Като собралась было встать на защиту своего крайне потрясенного супруга, но не посмела...
Барин схватил супругу за руку - она все пыталась вырваться - и силой оттащил ее в кресло. Выждав, пока супруга изольется бранью, он ласково сказал:
– Полно, Мариам, успокойся, дорогая... Пусть себе учит, я же не помчусь, задрав штанины, в тот проулок, где Ило ринулся в огород за бабой. Он сболтнул лишку, скотина, а ты себе нервы портишь!
Барыня все продолжала кипеть, когда Коташвили объявил в свое оправдание:
– Что я такого сказал, барыня... Бабе, говорю, лучше знать, нужно делать по ейному разумению. Я угодить вам хотел... Я всегда так делал. Разве ж кто меня хоть раз накрыл? Ни в жизнь.
Священник с барином переглянулись. Священник деланно нахмурился. Барин захлопал глазами. Оба опустили головы, и барин, не сдержавшись, хмыкнул:
– Ну и ну, каков фрукт?!
– Каков? Мерзкая скотина, пропади он пропадом... Не скотина, а гад ползучий, прости Господи, что в жарких странах водится, он только зев разинет, а кролик сам в глотку ему и прыгает. Гад и есть.
– Все это, Ило, называется изменой Господу, церкви, жене и семье, сообщил священник.
– Ты что говоришь, батюшка! Разве могу я изменить этой святой женщине?! Не такой я человек, на измену я не способен. Когда я с теми бабами, разве ж я с ними? Я с нею, моей отрадою. Кроме нее, у меня никого не было, да мне никто и не нужен. Так-то вот!
– Смотрите-ка, что он говорит, отче, - разволновалась барыня. - Хочешь быть с нею - будь, на кой тебе ляд другие?! Ах ты, распутник. Лежит она рядом, вот и будь с нею, и никаким разводом она голову себе забивать не станет...

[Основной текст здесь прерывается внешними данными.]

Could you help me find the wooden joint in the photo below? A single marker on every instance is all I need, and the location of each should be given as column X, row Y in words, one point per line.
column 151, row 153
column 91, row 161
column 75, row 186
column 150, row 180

– Вот-вот! Это как же получается? Когда ты с ними... Нет, когда ты с нею, то ты с ними... Как ты сказал... - запутался барин.

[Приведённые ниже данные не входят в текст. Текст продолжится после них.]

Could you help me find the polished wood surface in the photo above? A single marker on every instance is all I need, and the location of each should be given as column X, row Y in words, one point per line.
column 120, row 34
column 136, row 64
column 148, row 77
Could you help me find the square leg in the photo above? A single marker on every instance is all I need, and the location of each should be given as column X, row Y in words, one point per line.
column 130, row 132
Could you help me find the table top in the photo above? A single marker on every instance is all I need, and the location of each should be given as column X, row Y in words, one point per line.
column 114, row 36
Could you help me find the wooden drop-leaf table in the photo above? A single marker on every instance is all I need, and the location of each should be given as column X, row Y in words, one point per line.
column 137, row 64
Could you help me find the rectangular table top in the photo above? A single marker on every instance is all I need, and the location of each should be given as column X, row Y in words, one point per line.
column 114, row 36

– Об этом деле я так соображаю. Будь оно праведным, никто бы не стал его пользовать для брани. Милая моя! - Ило протянул руку, чтобы погладить жену, но она уклонилась, чертыхнувшись, и Ило пришлось "всухую" заканчивать фразу: - Она ни в чем не провинилась и...
Это было слишком. Под молчаливыми, спокойными липами вихрем взметнулась ярость. Никто не мог взять в толк: что за человек Коташвили? Повеса, какого свет не видывал, или законченный болван, а может, то и другое вместе. Но ведь какая-то тайна здесь была. Женщина, полная жизни, привлекательная, годами рядом лежит, а он даже попытки не делает овладеть ею?..
– Здесь без Соломона мудрого не обойтись! - нарушил молчание барин, и, надо думать, вывод этот был очень точным.
Священник вдруг оживился, видно, Господь-таки осенил его, подсказав единственно правильную мысль, которую он ждал еще со времени первого посещения Като.
– Слушай меня, Ило, - негромко, спокойно начал он, - ты и с первой женой, бедняжкой Даро, так жил?
– И с нею, отче, и с нею, - не задумываясь, ответил Коташвили.
– Э-э-э! - вырвалось у барина.
– Так откуда шестеро детей, те шестеро откуда?! - опередила священника барыня.
– Она, Даро, украдем брала, сударыня, вот откуда, - глазом не моргнув ответил Коташвили.
– Слава тебе, Господи! - перекрестилась барыня. - Вам бы все на тех несчастных цыган валить, а они просто курокрады да огородные воришки...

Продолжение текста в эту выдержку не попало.